Why It’s Hard for the U.S. Congress To Pass a Budget

It’s Monday, and the federal government is still open. That’s a good thing, but it’s no cause for celebration.

The most basic task of Congress is to regularly pass a federal budget before the start of the next fiscal year. But Congress has not passed a budget and completed all the appropriations bills that actually fund the federal government on time since 1996. (This year, the Senate has completed zero of the 12 appropriations bills.)

So legislators keep the government moving by simply extending existing budgets — through a “continuing resolution” — until they can be bothered to get their jobs done.

In several recent years, no budget was ever passed, and continuing resolutions were extended for the next full year. In 2018, neither the House nor Senate even voted on a budget, let alone passed one.

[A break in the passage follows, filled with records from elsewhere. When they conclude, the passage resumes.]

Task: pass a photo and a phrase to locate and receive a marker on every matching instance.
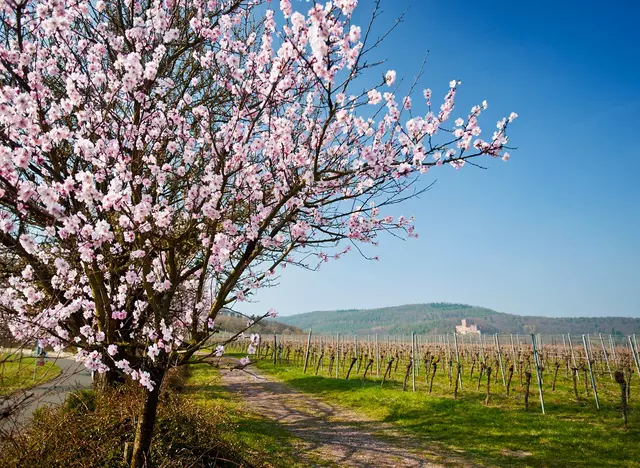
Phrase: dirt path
(74, 376)
(328, 432)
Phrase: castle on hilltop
(467, 328)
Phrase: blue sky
(556, 230)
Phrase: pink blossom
(390, 77)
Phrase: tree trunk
(146, 422)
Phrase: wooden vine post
(593, 379)
(275, 349)
(606, 358)
(537, 363)
(337, 355)
(504, 381)
(634, 351)
(413, 360)
(306, 354)
(458, 373)
(573, 356)
(377, 357)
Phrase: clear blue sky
(556, 230)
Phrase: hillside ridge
(442, 317)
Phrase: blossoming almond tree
(160, 159)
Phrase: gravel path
(328, 432)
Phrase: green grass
(16, 373)
(570, 434)
(266, 439)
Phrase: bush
(91, 430)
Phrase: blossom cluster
(146, 182)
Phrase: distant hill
(264, 327)
(440, 318)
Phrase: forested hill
(264, 327)
(437, 318)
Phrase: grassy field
(265, 439)
(500, 434)
(17, 373)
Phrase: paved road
(74, 376)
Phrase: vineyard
(534, 372)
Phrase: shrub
(91, 430)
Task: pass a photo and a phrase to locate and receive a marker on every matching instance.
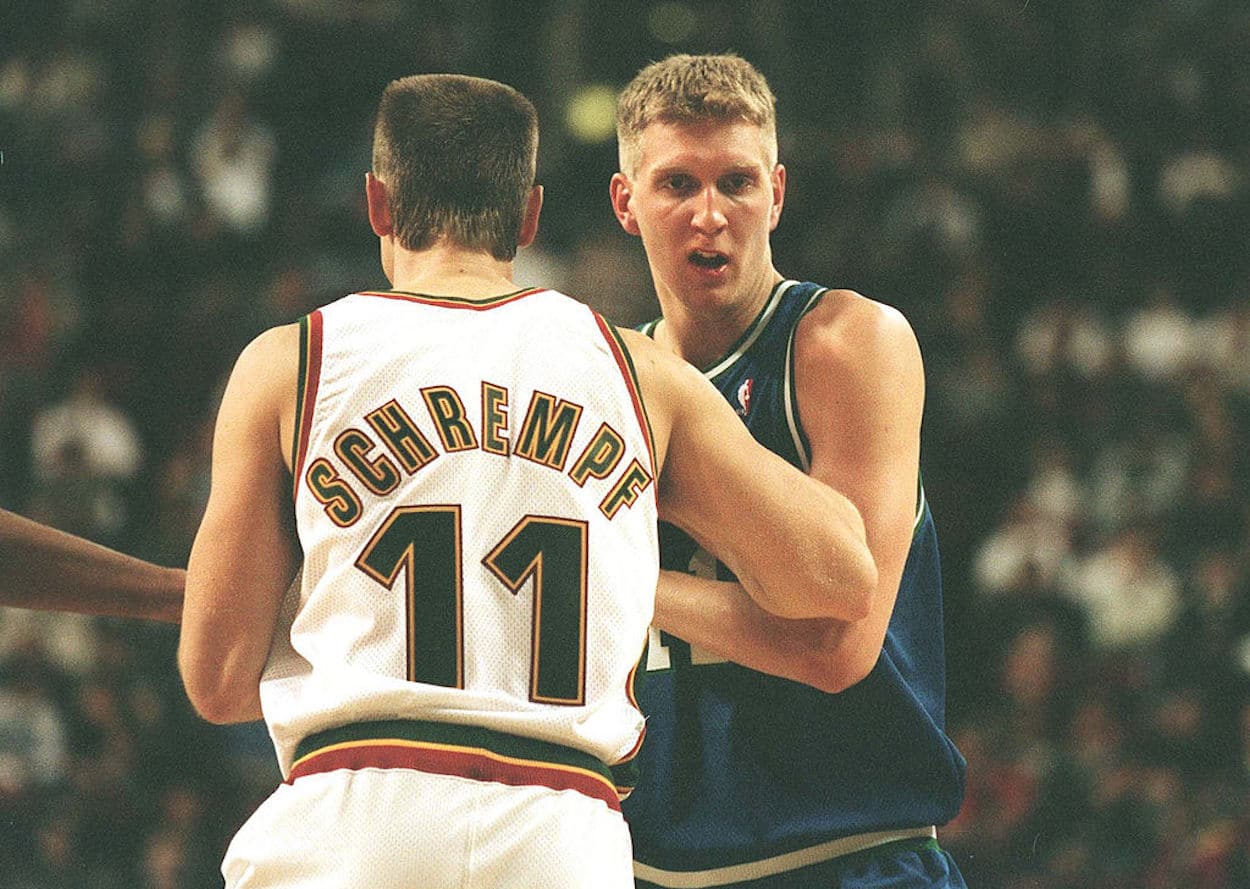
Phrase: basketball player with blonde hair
(464, 477)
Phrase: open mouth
(706, 259)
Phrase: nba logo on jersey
(744, 396)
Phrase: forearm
(719, 617)
(45, 569)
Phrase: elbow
(211, 695)
(860, 588)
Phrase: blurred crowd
(1056, 194)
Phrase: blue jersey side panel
(739, 765)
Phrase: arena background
(1055, 193)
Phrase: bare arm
(244, 555)
(860, 385)
(796, 545)
(50, 570)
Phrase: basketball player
(50, 570)
(476, 473)
(828, 764)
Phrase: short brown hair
(458, 155)
(689, 89)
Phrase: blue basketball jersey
(746, 775)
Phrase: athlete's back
(453, 672)
(746, 775)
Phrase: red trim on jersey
(311, 380)
(626, 368)
(453, 301)
(446, 759)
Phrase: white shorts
(385, 828)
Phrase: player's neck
(450, 270)
(704, 333)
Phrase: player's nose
(709, 214)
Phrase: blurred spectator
(233, 158)
(86, 453)
(1131, 597)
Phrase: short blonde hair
(685, 89)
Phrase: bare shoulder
(850, 334)
(278, 344)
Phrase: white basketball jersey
(475, 499)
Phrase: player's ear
(379, 205)
(621, 191)
(530, 220)
(778, 195)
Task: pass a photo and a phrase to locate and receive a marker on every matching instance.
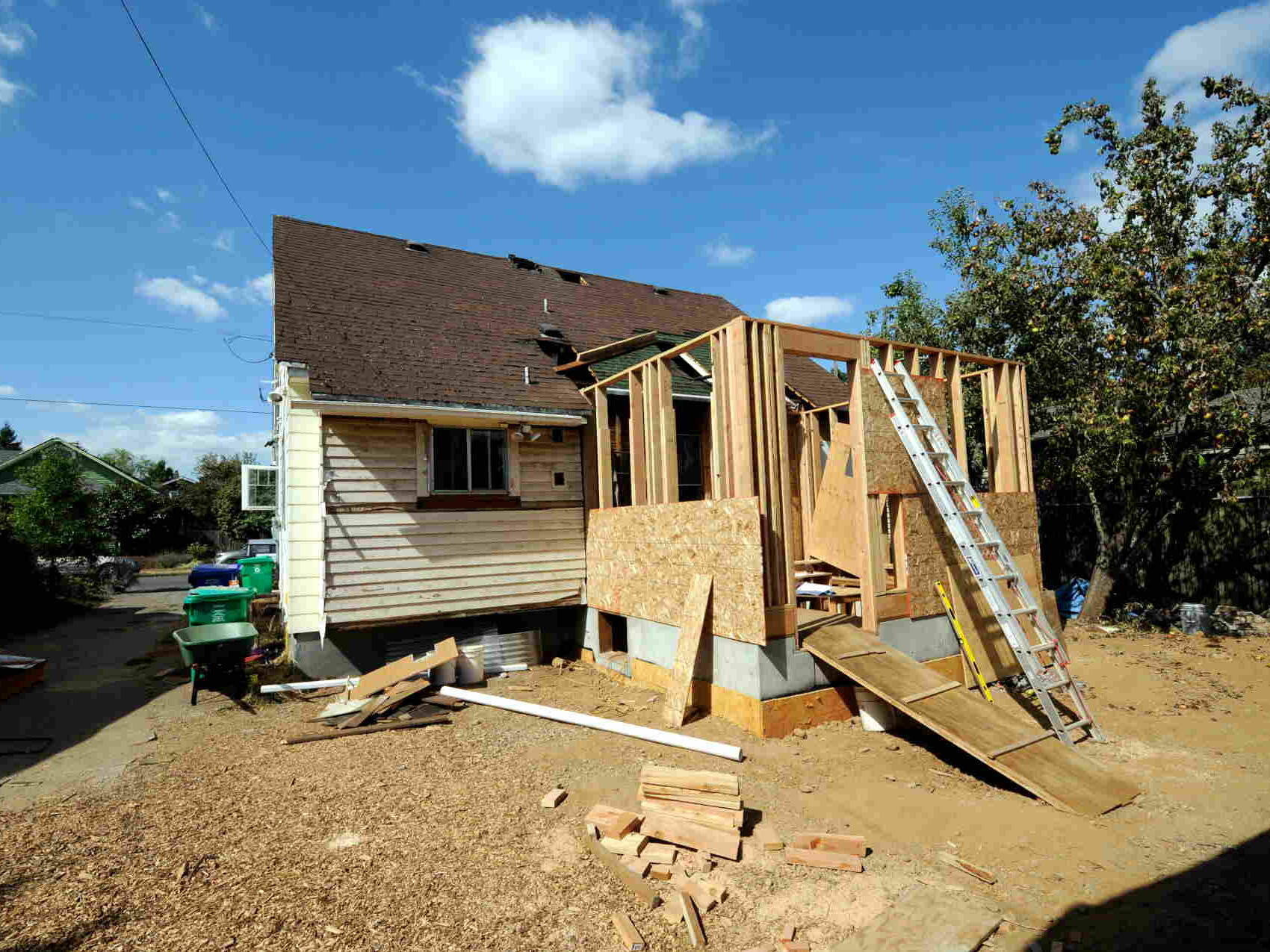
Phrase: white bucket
(471, 664)
(876, 714)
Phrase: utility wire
(135, 324)
(186, 117)
(136, 406)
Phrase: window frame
(248, 505)
(469, 491)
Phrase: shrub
(201, 551)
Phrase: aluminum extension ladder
(988, 559)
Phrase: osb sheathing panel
(640, 561)
(889, 470)
(930, 550)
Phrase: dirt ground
(220, 838)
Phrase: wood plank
(654, 791)
(698, 781)
(691, 626)
(714, 816)
(604, 449)
(645, 894)
(684, 833)
(1054, 772)
(832, 841)
(823, 859)
(925, 921)
(611, 821)
(628, 935)
(691, 921)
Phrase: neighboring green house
(97, 473)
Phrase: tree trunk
(1096, 598)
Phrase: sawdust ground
(433, 838)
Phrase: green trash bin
(257, 573)
(216, 605)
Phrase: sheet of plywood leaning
(889, 470)
(1050, 770)
(640, 561)
(840, 529)
(931, 556)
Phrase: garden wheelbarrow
(215, 654)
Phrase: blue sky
(783, 155)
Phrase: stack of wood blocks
(689, 818)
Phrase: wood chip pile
(393, 697)
(666, 853)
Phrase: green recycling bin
(216, 605)
(257, 574)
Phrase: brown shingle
(372, 319)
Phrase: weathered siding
(370, 461)
(418, 564)
(540, 462)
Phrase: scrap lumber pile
(393, 697)
(689, 818)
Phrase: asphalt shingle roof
(372, 319)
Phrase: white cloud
(571, 101)
(419, 79)
(178, 296)
(808, 310)
(262, 288)
(1236, 41)
(178, 437)
(206, 18)
(722, 252)
(694, 32)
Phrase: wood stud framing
(749, 448)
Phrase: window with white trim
(469, 460)
(259, 488)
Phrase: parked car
(254, 547)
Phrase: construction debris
(827, 850)
(554, 797)
(976, 871)
(626, 933)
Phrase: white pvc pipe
(604, 724)
(309, 685)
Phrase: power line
(186, 117)
(136, 406)
(135, 324)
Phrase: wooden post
(604, 452)
(867, 589)
(783, 491)
(639, 440)
(740, 410)
(669, 467)
(958, 413)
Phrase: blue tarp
(1071, 597)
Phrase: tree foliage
(1143, 317)
(56, 520)
(216, 498)
(152, 473)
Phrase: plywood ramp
(1056, 774)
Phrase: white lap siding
(408, 564)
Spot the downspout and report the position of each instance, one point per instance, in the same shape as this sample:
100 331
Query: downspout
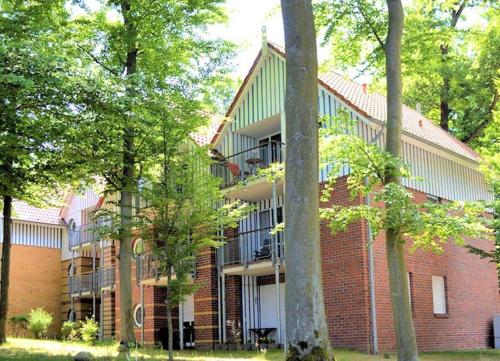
371 264
219 293
276 264
94 278
181 325
371 278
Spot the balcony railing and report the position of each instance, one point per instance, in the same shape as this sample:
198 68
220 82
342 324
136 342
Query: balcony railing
84 234
92 281
81 283
242 165
252 246
106 277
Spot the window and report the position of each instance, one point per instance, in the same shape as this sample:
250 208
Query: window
71 316
138 315
71 270
138 247
439 295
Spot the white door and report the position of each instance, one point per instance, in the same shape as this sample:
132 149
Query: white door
268 311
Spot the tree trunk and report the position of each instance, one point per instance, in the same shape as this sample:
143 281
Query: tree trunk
128 188
307 333
4 277
444 106
169 320
401 309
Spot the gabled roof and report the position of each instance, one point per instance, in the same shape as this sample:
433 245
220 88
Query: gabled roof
372 106
204 136
25 212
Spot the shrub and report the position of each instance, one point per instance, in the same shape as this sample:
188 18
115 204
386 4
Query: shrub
39 322
66 329
89 330
19 325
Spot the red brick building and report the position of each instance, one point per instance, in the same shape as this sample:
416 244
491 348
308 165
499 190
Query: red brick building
453 296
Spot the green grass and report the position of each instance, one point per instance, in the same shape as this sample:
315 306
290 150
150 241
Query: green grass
39 350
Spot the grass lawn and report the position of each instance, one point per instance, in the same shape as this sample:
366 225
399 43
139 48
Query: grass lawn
35 350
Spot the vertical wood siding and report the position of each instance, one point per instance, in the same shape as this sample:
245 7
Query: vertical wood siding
264 97
35 234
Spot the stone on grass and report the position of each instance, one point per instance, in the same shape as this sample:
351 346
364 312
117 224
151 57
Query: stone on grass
84 356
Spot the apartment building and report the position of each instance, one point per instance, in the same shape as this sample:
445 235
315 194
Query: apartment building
453 296
35 261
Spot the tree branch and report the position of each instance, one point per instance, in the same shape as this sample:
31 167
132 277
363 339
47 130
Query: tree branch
99 62
455 15
372 28
476 132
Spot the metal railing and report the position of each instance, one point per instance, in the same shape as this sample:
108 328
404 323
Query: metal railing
242 165
105 277
92 281
252 246
81 283
87 233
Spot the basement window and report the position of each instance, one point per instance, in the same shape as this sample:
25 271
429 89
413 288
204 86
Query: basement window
138 315
439 295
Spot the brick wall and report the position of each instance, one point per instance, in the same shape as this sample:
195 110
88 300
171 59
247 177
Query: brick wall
206 301
345 279
472 296
35 281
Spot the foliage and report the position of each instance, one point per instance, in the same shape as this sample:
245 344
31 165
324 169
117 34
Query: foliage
449 57
429 225
19 325
89 331
70 331
39 322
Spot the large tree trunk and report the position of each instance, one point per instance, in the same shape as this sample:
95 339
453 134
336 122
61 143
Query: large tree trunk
307 333
401 309
444 105
128 189
169 320
4 277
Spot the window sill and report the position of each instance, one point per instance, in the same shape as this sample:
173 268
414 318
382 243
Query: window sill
441 315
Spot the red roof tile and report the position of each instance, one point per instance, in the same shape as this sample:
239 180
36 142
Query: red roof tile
374 105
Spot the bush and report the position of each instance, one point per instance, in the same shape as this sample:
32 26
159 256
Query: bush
19 325
39 322
66 329
89 330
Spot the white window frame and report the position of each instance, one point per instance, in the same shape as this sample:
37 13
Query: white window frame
136 321
439 295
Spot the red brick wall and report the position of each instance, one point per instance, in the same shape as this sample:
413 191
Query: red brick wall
206 301
472 296
345 279
35 281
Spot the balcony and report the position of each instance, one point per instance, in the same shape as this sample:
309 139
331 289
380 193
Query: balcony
252 252
83 285
106 278
84 236
242 168
147 268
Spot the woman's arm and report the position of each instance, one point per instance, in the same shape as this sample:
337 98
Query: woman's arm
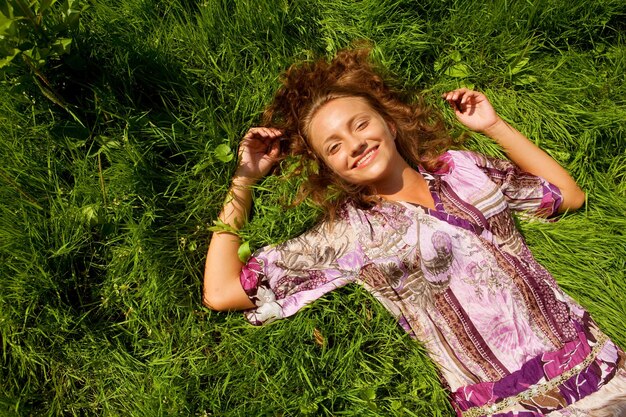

During the past decade, the government has shut down three times, from anywhere from three to 35 days, at a cost to taxpayers of more than $7 billion. Thankfully, that didn’t happen this weekend.

But even this minimal “success” was not free of politics. Fully one-quarter of the Senate voted against the continuing resolution less than 36 hours before inaction would result in a shutdown. It was even worse in the House, where the CR passed 230-201, with just 10 Republicans — including House Problem Solvers Caucus Co-chair Rep. Brian Fitzpatrick (R-PA) — in favor. Other Republicans had wanted to do their basic duty and vote for it, but were muscled into voting “no” by the GOP leadership, seeking an issue for the last month of the midterm campaign.

It’s no coincidence that the era of continuing resolutions has coincided with the increasing polarization of our politics. If Congress is filled with extremists and ambitious officials more interested in playing to the base than in doing their jobs, it’s no wonder even the most important tasks can’t get done.